嬴彻盯着她看了好一会儿,忽然低低笑了一声。那笑声短促,带着点意外:“你倒是个胆子大的。”
“胆子不大,怎么敢嫁你?”姒宁把酒杯塞进他手里,自己先饮了一口。酒液辛辣,从喉咙一路烧到胃里,烫得她眼眶发热。
这一夜,洞房花烛,两人和衣而卧,中间隔着半尺距离。
姒宁听着身边男人平稳的呼吸,心里却翻涌着前世种种。
她知道自己选了一条难走的路,可只要不是荀砚,再难她也走得下去。
02 入府
第二天天还没亮,姒宁就醒了。
她轻手轻脚下了床,让陪嫁丫鬟漆环给她梳洗。
漆环是姜氏特意挑了送来的,手脚麻利,人也机灵。
她一边给姒宁挽发,一边小声说:“小姐,昨儿夜里,慎独院外头有个人影晃了半宿,像是对面兰苑派来盯梢的。”
姒宁“嗯”了一声,从妆匣里拣了一支点翠步摇。
她没戴凤冠,只梳了寻常的妇人发髻,插上步摇,又换了一身水红缎子绣缠枝莲的褙子,既不过分张扬,也不显寒酸。
“走吧,去给公婆敬茶。”
她站起身,镜子里映出一张白净的脸。
十五岁的年纪,还带着点婴儿肥,但眼神已经不像十五岁了。
正堂里已经坐满了人。
漕运总督嬴宽坐在上首,面容清癯,留着短须,看着倒有几分读书人的文气,只是眉间常皱着,像是有操不完的心。
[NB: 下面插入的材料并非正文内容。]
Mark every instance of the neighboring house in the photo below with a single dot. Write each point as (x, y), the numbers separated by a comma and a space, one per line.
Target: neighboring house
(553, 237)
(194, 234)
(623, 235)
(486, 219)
他身旁坐着继夫人隗氏,四十出头,保养得宜,笑起来温温柔柔的,一身蜜合色褙子衬得人很和善。
再往下坐着几房妾室和庶子庶女。
姒宁跪下敬茶。
嬴宽接过茶抿了一口,脸上看不出满意与否,只说了句:“既进了门,日后要孝顺婆母,扶持丈夫。”
然后给了一个红封。
姒宁双手接过,道了谢。
轮到隗氏时,隗氏笑吟吟地拉住她的手,翻来覆去地看:“到底是英国公夫人养出来的姑娘,这模样气度,满京城也挑不出几个。彻儿性子冷,你多担待。”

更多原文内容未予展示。